Assessable learning outcomes:

Students completing this module should understand how to set up differential equations to describe a set of variables, and visualise the behaviour of these equations using a range of methods including Using the Laplace transform, numerical simulations and time/frequency domain responses.

Additional outcomes:

By the end of the module students will be expected to

  • Understand the differences between linear and nonlinear systems

  • Use standard techniques to assess stability and behaviour

  • Understand concepts such as resonance and time constant

  • Use numerical techniques such as Euler and Runge-Kutta integration to solve systems of differential equations

  • Have a basic concept of state space

  • Understand learning techniques such as MLP and radial basis functions, use these to model nonlinear signals or learn patterns

  • Apply concepts to mechanical, biological or electrical systems.

  • Consider

  • Examples, include modelling neurons (integrate and fire), diffusion and homeostasis

  • Practical laboratories: Simulink block diagrams, stiff PDE solvers

Students will be familiar with tools for analysis Students should also appreciate the breadth of the subject of Cybernetics and see that techniques described in one application can often be used in others.

Outline content:

Block diagrams and differential equations (e.g. resonance circuits and mass spring damper systems). Stability analysis using root locus and Bode plots. PID controllers. Properties of first and second order systems. Applications to biological systems.                            

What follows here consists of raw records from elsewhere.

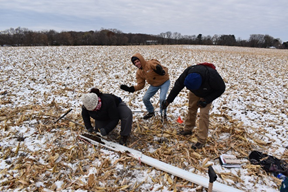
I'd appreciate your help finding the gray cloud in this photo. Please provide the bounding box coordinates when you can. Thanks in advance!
[0,0,288,41]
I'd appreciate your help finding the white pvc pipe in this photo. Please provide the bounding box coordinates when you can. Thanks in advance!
[79,135,242,192]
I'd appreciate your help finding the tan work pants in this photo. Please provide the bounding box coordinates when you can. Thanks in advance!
[184,91,212,144]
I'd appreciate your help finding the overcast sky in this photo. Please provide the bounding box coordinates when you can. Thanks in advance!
[0,0,288,42]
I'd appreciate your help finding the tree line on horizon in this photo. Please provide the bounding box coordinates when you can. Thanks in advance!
[0,27,288,49]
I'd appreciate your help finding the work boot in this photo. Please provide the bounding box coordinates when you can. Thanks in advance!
[177,130,192,136]
[119,136,128,146]
[100,128,107,136]
[191,142,204,150]
[87,127,98,133]
[143,112,155,119]
[161,114,167,123]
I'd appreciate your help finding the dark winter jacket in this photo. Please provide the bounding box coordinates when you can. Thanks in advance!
[167,65,225,103]
[133,53,169,91]
[82,94,121,133]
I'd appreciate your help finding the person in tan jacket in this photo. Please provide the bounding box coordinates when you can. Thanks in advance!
[120,53,170,119]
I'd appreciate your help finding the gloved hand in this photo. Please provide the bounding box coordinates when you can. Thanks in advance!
[161,100,170,109]
[154,65,165,76]
[197,100,207,108]
[120,85,135,93]
[87,127,94,133]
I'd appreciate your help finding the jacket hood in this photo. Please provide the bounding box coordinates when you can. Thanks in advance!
[131,53,146,69]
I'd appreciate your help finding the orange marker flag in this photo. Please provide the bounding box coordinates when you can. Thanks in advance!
[177,116,183,123]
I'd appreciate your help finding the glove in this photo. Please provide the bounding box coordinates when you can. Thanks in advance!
[197,101,207,108]
[154,65,165,76]
[120,85,135,93]
[87,127,94,133]
[161,100,169,109]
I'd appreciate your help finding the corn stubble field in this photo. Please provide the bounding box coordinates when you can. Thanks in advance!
[0,45,288,191]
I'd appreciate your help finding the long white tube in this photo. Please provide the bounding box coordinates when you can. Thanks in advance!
[79,135,241,192]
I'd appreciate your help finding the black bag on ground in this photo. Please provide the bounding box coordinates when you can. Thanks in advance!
[249,151,288,177]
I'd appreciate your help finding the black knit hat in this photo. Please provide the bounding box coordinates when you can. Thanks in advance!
[131,56,140,64]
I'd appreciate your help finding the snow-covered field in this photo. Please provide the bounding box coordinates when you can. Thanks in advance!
[0,46,288,192]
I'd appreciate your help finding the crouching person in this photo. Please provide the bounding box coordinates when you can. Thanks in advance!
[81,88,133,145]
[162,63,226,150]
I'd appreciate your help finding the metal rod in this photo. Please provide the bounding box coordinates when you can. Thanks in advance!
[54,109,72,124]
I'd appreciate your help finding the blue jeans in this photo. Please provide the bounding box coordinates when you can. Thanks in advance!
[143,79,170,114]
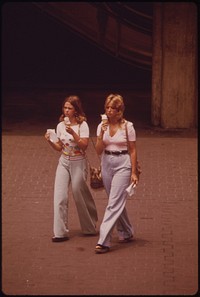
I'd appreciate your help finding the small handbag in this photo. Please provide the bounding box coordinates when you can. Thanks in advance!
[90,166,104,189]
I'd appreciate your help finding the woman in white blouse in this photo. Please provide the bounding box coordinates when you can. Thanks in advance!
[95,94,138,253]
[45,96,98,242]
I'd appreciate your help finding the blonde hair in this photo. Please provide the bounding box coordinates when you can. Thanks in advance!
[104,94,125,123]
[59,95,87,124]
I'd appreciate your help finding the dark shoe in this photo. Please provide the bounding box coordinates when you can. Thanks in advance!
[52,236,69,242]
[119,235,134,243]
[83,232,99,236]
[95,244,110,254]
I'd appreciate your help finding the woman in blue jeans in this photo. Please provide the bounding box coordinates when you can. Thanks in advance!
[95,94,138,253]
[45,96,98,242]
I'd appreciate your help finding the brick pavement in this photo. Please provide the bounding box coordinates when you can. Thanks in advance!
[2,122,198,295]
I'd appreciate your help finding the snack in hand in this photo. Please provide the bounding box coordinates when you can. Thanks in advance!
[101,114,108,123]
[64,117,70,125]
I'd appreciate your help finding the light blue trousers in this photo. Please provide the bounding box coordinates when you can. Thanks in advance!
[98,154,133,246]
[53,154,98,237]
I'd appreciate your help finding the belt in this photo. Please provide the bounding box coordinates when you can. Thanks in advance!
[104,150,128,156]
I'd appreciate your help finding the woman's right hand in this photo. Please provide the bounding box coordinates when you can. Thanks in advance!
[44,132,50,141]
[101,121,108,132]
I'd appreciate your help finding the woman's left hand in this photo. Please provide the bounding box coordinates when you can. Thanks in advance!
[65,125,74,134]
[131,173,139,186]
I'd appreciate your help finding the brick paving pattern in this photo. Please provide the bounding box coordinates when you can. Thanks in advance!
[2,127,198,295]
[2,89,198,295]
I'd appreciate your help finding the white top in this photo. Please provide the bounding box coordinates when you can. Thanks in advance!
[56,121,89,156]
[97,122,136,151]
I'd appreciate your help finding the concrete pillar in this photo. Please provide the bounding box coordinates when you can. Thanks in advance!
[151,2,197,128]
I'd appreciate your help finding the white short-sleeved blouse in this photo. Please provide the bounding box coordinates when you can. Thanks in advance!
[97,122,136,151]
[56,121,89,156]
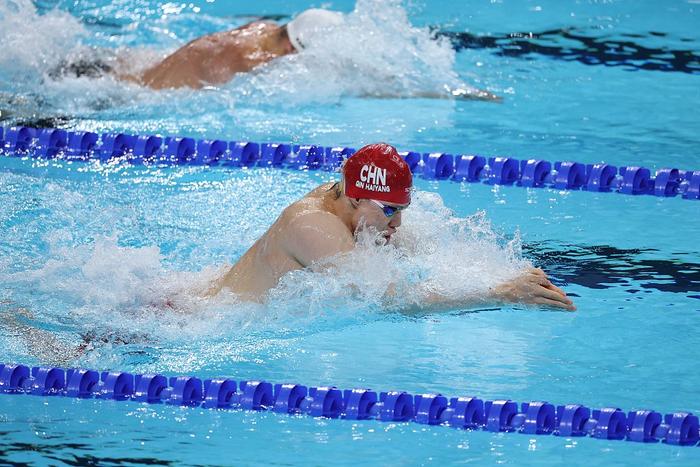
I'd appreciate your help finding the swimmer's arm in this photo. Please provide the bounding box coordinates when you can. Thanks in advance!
[366,88,503,102]
[392,268,576,314]
[285,211,355,267]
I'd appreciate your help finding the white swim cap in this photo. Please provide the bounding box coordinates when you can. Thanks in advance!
[287,8,343,50]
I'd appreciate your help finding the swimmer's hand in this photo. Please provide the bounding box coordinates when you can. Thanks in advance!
[493,268,576,311]
[448,88,503,102]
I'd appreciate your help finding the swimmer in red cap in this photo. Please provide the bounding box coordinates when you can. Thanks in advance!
[209,143,575,311]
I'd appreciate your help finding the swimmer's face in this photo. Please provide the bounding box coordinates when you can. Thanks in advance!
[353,199,408,242]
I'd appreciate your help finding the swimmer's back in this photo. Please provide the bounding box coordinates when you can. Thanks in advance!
[210,184,352,301]
[140,21,279,89]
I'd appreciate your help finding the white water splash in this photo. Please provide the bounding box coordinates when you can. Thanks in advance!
[0,0,473,116]
[234,0,473,103]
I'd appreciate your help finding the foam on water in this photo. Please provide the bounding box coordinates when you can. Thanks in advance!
[0,0,476,122]
[0,171,529,368]
[228,0,468,103]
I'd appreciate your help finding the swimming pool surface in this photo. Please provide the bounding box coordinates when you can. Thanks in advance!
[0,0,700,465]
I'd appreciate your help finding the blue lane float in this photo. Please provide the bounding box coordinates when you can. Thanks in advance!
[0,364,700,446]
[0,127,700,200]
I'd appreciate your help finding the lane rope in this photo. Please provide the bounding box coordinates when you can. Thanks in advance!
[0,127,700,200]
[0,364,700,446]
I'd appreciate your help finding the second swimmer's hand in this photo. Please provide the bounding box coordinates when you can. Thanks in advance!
[493,268,576,311]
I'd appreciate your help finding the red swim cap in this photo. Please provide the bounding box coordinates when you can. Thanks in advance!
[343,143,413,204]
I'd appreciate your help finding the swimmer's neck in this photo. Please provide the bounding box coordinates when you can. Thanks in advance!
[321,183,357,235]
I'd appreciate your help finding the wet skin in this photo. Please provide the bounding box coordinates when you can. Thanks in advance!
[208,183,576,311]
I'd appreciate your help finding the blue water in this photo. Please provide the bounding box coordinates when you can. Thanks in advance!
[0,0,700,465]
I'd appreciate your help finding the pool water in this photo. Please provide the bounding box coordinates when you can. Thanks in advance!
[0,0,700,465]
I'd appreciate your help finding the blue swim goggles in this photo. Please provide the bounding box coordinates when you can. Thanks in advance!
[370,199,408,217]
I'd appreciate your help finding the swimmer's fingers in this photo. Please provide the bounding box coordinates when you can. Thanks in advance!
[528,268,566,297]
[535,297,576,311]
[542,280,566,297]
[537,287,575,309]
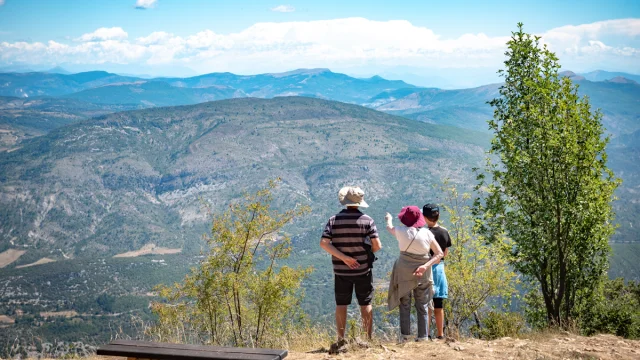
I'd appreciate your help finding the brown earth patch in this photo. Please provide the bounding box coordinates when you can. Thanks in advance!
[287,334,640,360]
[113,244,182,257]
[0,249,27,268]
[0,315,16,324]
[40,310,78,318]
[16,258,55,269]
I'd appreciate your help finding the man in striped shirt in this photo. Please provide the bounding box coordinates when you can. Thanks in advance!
[320,186,382,341]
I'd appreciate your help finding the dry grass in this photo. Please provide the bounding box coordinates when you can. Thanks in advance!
[27,332,640,360]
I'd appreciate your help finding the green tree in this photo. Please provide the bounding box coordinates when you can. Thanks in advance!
[474,24,620,326]
[439,180,517,334]
[152,181,311,347]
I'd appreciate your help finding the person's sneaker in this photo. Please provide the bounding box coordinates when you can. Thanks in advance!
[400,335,411,344]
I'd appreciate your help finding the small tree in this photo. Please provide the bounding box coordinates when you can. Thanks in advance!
[440,181,517,334]
[153,181,311,347]
[475,24,619,326]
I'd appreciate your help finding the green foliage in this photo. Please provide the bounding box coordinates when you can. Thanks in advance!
[440,181,517,334]
[580,278,640,339]
[153,181,311,347]
[478,311,525,340]
[475,24,620,326]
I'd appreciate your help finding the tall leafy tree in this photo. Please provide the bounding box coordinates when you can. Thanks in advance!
[474,23,620,326]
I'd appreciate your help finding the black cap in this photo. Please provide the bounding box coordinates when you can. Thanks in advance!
[422,204,440,217]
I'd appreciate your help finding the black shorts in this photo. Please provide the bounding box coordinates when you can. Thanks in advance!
[334,270,373,306]
[433,298,444,309]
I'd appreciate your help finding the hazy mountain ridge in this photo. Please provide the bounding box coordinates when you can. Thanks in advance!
[0,97,489,263]
[0,96,138,151]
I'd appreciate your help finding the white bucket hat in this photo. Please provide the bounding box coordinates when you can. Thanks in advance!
[338,186,369,207]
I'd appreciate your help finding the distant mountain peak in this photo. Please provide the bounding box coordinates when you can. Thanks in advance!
[267,68,331,77]
[605,76,638,85]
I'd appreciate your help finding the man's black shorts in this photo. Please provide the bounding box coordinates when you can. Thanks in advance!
[433,298,444,309]
[334,271,373,306]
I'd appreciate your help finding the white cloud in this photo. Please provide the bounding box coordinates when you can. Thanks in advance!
[136,0,158,10]
[76,27,129,42]
[0,18,640,73]
[271,5,296,12]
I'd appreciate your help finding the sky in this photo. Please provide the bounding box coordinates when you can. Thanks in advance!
[0,0,640,87]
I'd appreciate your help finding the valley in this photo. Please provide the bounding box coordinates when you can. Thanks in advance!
[0,69,640,350]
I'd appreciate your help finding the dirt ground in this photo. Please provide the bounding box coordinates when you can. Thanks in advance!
[40,333,640,360]
[287,333,640,360]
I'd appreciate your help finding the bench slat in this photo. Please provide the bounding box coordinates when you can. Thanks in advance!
[97,340,288,360]
[97,345,280,360]
[109,340,288,359]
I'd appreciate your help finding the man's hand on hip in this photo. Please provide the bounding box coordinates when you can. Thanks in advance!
[342,256,360,270]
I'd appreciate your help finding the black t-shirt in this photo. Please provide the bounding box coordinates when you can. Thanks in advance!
[429,226,451,260]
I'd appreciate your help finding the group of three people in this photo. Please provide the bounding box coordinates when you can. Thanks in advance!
[320,186,451,341]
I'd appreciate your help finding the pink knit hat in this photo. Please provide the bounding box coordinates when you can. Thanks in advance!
[398,206,426,228]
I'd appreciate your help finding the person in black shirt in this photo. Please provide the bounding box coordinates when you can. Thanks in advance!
[422,204,451,339]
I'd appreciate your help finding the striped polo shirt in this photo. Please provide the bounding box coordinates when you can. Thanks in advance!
[322,209,378,276]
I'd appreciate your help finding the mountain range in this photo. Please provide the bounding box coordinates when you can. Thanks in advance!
[0,69,640,345]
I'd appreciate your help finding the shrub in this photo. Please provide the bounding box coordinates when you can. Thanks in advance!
[476,311,525,340]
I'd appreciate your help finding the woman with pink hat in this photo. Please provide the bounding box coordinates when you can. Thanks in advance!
[385,206,443,342]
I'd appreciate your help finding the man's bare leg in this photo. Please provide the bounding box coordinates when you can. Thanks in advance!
[360,305,373,340]
[435,309,444,336]
[336,305,347,341]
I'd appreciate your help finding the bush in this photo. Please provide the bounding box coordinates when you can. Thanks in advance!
[580,278,640,339]
[476,311,525,340]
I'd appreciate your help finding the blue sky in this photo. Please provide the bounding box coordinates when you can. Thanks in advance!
[0,0,640,87]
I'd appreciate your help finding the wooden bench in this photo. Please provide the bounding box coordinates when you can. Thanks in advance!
[98,340,288,360]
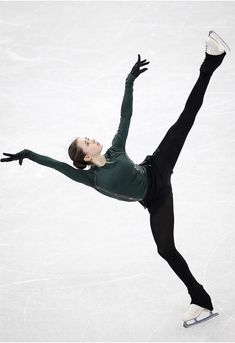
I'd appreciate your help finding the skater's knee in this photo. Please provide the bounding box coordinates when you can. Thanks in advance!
[157,246,176,260]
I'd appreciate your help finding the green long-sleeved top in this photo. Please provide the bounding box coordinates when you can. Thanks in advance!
[26,73,148,201]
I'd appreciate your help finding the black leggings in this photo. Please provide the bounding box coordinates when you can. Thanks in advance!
[148,53,225,310]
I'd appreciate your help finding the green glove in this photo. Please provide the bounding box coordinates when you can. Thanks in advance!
[1,149,28,166]
[131,54,150,77]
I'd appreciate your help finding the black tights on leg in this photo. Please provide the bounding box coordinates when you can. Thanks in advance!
[149,53,225,310]
[150,193,213,310]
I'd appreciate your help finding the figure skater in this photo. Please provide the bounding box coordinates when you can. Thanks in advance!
[1,31,228,327]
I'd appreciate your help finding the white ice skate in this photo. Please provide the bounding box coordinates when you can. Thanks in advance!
[205,30,231,55]
[183,304,219,328]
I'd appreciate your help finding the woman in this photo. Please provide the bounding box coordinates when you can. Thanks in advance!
[1,31,228,326]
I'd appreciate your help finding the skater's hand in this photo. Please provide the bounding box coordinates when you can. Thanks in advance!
[131,54,150,77]
[1,149,27,166]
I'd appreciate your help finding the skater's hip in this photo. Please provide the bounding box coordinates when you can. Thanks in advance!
[139,148,172,213]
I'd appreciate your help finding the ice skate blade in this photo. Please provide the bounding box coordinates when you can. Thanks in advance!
[183,312,219,328]
[209,30,231,52]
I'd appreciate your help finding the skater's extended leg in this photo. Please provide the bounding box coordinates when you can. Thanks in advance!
[158,52,226,170]
[150,193,213,310]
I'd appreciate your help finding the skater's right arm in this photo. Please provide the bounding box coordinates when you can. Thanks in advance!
[1,149,93,186]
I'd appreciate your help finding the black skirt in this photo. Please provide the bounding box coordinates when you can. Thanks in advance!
[139,148,173,213]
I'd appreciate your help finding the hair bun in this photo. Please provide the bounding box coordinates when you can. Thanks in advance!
[73,161,86,169]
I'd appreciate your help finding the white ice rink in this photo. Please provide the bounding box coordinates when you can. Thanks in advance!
[0,1,235,342]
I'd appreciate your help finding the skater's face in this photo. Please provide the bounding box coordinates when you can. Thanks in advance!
[76,137,103,158]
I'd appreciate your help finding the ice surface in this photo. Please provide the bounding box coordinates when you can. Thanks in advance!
[0,1,235,342]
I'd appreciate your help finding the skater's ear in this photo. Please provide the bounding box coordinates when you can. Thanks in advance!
[84,155,92,162]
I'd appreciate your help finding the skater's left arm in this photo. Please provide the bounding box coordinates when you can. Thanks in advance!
[112,55,149,151]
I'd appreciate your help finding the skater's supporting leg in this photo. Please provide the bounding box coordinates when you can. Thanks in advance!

Brief description of teaching and learning methods:
Lectures, laboratory practicals, and flipped classrooms

Contact hours:
  Autumn Spring Summer
Lectures 20 20
Practicals classes and workshops 8 8
Guided independent study 66 66 12
Total hours by term 94.00 94.00 12.00
Total hours for module 200.00

Summative Assessment Methods:
Method Percentage
Written exam 70
Practical skills assessment 30

Summative assessment- Examinations:
3 hours

Summative assessment- Coursework and in-class tests:

Formative assessment methods:

Students will be encouraged to complete examples sheets that highlight aspects of the course. These will be discussed during lectures and practical classes

Penalties for late submission:
The Module Convener will apply the following penalties for work submitted late:

  • where the piece of work is submitted after the original deadline (or any formally agreed extension to the deadline): 10% of the total marks available for that piece of work will be deducted from the mark for each working day[1] (or part thereof) following the deadline up to a total of five working days;
  • where the piece of work is submitted more than five working days after the original deadline (or any formally agreed extension to the deadline): a mark of zero will be recorded.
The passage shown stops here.